Taking steps to keep people healthy is the idea behind the Kimball Community Health Fair set for Friday, May 8, at Kimball Health Services.

A cooperative effort between Kimball Health Services and Wyoming Health Fairs, the health fair offers low-cost blood testing and free vital sign testing as a community service to help residents identify health problems before they become life-threatening.  The event will run 7-11 a.m.

Full blood chemistry profiles are available for $30.  The profile is a full 32-level screening for bone and electrolyte levels, heart and kidney functions, liver and lipid functions with cholesterol, protein, iron, glucose and thyroid levels. 

“This test requires fasting for 12 hours, unless you’re diabetic,” said Pennie Anderson, KHS community health nurse. “You can drink water and take medications as usual.”

Those participating in the health fair are asked to enter the west doors of the hospital, 505 S. Burg St.  For those people who need to be at work by 8 a.m., an “express lane” will be available at the south entrance.

Checks should be made out to Wyoming Health Fairs, and credit cards will be accepted.        

No appointment is necessary to participate, and blood test results should be received in the mail within 10 to 12 business days. 

During the same blood analysis, men 50 and older can receive a prostatic specific antigen (PSA) screening for prostate cancer for $30. If there is a family history of cancer, it is recommended at age 40.

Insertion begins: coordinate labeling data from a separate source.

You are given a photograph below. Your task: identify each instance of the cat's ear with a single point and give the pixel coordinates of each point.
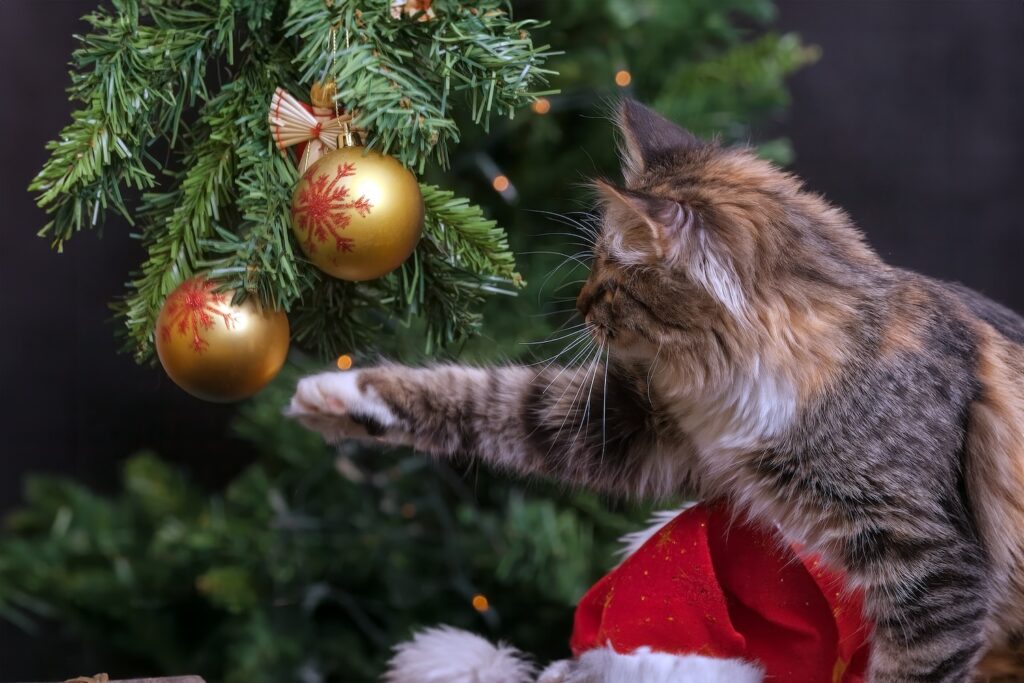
(653, 230)
(647, 137)
(642, 228)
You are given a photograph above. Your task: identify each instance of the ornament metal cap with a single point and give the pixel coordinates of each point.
(323, 93)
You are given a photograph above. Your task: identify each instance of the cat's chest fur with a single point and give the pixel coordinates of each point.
(745, 413)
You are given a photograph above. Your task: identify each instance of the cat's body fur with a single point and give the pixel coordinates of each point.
(760, 351)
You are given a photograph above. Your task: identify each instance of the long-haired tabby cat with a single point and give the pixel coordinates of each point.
(759, 350)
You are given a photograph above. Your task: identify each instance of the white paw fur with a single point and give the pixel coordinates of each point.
(333, 404)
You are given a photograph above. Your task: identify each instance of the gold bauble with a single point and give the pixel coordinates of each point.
(215, 350)
(357, 214)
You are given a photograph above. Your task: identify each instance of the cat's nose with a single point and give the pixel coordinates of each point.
(584, 300)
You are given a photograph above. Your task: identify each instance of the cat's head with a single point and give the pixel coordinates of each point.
(704, 243)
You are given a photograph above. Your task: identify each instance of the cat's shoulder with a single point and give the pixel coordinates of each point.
(1003, 319)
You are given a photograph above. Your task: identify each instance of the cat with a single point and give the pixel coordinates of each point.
(750, 345)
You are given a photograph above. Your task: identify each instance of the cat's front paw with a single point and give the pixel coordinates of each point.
(343, 406)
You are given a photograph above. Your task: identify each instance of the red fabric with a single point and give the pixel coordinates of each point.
(709, 585)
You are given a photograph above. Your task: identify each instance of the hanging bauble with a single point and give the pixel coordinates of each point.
(357, 214)
(215, 350)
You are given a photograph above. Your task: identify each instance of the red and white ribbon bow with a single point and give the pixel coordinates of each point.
(293, 122)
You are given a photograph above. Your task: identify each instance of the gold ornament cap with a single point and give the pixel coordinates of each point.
(323, 93)
(215, 350)
(357, 214)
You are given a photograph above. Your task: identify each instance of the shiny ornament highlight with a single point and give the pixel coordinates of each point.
(217, 351)
(357, 214)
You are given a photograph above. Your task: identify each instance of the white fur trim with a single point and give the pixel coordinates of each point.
(444, 654)
(632, 541)
(603, 665)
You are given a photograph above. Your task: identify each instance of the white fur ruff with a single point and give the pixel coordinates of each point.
(449, 655)
(605, 666)
(444, 654)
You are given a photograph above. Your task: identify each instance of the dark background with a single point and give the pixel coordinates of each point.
(913, 121)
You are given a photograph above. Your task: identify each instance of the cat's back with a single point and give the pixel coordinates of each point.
(993, 459)
(1004, 321)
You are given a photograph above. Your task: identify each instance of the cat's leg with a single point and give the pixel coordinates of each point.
(927, 590)
(577, 424)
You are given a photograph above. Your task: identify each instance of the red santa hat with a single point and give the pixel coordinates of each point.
(711, 598)
(705, 598)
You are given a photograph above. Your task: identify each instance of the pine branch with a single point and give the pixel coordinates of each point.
(400, 74)
(135, 81)
(221, 203)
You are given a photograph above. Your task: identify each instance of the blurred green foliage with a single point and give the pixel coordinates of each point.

Other tests include a hemogram ($15), which is a complete blood count (CBC) of red and white blood cells and platelets. It also screens for anemia, leukemia and other disorders that affect blood cells.

Hemoglobin A1C measures historical blood sugar for up to three months. This test is recommended at least twice a year for diagnosed diabetics. This test is offered at $25, and is also recommended at least once for all adults over age 30.

The C-reactive protein (CRP) ($25) test can provide physicians with information about a patient’s risk of heart disease. The ferritin ($20) test indicates the level of high iron stored and can be useful in screening for hemochromatosis, anemia and some liver disease. The colo kit, offered for $10, is a take-home test to screen for risk of colon cancer.

Bone density screenings using Kimball Health Services’ DEXA bone density scanner, used to detect the early stages of osteoporosis, will be available for $50. Free blood pressure checks will also be available.

“As a reminder, some insurance companies do not cover lab tests done through local health fairs,” Anderson said. “Please contact your insurance carrier directly with any questions.”